Key Takeaways with Craig
US Equity prices began the day in positive territory, then spend most of the day lower, but rallied late in the day to end up near steady to slightly lower. US Treasury yields continue to steal headlines as rates were up throughout the yield curve. Today, however, the long end of the curve was up relatively more than the short end, leading to a reduction in the inversion of the 2s versus 10s. According to CME’s Micro Treasury Yield contracts, the Micro 2-Year was near steady on the day while the 10-Year was up by about 8.5 basis points. This brings the inversion down to about 35 basis points.
In other CME Group markets, WTI Crude Oil futures prices were up by about 2.7% but remains below $80.00 per barrel while RBOB Gasoline futures were up by nearly 4%.

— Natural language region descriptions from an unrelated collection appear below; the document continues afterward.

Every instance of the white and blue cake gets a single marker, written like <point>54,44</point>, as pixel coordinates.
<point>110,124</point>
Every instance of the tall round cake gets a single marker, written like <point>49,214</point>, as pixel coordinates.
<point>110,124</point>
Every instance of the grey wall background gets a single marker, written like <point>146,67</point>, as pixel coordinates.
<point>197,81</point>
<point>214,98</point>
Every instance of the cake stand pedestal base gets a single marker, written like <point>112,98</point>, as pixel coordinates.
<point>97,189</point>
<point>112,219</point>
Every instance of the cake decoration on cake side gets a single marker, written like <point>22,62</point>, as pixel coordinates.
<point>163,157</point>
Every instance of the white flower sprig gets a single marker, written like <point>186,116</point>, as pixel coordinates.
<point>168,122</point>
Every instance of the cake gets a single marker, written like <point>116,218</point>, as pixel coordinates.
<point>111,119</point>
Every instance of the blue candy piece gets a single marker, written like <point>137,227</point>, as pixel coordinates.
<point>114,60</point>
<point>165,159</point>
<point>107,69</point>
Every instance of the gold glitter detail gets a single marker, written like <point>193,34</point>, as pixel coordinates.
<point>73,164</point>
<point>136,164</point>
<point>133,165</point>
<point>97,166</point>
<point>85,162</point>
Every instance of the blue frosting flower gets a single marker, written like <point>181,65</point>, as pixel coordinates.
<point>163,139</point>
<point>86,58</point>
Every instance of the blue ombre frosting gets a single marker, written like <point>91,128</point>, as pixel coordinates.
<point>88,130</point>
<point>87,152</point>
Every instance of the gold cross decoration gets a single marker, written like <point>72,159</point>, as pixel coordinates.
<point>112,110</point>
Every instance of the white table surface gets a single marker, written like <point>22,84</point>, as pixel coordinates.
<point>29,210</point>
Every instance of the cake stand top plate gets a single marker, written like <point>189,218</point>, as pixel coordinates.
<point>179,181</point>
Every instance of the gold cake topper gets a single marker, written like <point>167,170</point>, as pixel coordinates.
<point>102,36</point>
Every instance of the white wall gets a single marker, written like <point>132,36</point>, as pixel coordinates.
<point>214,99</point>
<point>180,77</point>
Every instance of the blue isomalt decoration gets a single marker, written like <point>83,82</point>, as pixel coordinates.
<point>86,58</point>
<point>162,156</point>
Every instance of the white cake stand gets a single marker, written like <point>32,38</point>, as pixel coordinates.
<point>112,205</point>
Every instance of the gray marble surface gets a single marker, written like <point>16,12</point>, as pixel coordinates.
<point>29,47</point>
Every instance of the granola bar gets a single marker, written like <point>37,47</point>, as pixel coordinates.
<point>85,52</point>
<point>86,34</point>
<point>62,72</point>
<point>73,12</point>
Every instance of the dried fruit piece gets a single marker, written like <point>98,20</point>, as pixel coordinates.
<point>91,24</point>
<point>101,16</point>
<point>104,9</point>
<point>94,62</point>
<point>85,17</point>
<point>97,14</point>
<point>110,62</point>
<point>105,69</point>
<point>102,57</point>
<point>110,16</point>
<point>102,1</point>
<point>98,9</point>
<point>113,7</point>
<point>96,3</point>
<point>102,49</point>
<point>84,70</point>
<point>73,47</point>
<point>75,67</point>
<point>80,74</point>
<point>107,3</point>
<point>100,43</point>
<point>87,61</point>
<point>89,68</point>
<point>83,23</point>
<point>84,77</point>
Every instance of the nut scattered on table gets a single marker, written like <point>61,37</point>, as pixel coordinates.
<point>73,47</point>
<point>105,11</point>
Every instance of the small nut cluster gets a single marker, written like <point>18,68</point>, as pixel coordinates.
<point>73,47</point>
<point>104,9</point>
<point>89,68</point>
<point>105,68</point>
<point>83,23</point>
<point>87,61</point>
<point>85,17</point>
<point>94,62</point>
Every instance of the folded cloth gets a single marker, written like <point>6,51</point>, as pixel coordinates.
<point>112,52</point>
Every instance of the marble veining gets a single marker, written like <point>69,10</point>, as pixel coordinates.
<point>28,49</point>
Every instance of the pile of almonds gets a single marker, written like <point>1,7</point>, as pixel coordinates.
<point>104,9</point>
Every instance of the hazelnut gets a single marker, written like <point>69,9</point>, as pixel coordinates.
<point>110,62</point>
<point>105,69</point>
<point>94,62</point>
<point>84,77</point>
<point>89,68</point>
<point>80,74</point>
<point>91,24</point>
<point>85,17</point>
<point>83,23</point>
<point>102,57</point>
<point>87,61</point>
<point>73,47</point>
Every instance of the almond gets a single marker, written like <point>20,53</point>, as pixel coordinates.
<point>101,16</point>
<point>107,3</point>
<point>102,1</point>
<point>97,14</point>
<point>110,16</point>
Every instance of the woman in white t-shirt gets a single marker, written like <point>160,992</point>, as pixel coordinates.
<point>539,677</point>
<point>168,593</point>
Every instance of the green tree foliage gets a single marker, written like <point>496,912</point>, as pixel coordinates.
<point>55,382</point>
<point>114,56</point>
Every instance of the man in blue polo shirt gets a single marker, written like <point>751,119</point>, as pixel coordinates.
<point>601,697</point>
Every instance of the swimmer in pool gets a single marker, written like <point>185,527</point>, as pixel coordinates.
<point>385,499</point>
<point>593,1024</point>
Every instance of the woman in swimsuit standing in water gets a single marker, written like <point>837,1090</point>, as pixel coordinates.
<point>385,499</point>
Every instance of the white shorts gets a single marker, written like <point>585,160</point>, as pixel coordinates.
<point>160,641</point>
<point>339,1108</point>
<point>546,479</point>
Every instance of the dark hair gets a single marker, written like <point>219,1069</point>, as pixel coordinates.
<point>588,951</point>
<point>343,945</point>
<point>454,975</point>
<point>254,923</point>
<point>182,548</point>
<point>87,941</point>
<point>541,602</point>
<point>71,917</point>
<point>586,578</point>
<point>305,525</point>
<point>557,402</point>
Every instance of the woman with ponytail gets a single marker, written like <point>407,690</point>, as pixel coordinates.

Given all the Treasury price action, we took a look at the volatility in CME’s Treasury Options products. Remember, these are options on CME’s traditional Treasury products which are quoted in price, not yield, like the Micro products we reference here often. Like we did yesterday for the British Pound, we went all the way back to the beginning of 2007 to graph price and volatility in CME’s 10-Year Treasury futures and options. As you can see from the orange line, the 10-Year price hasn’t been this low (remember, price and yields move inversely to one another) since 2007 and the implied volatility in the 10-Year options hasn’t been this high save for during the beginning months of the COVID-10 pandemic in early 2020 and during the financial crisis in 2008 and into 2009.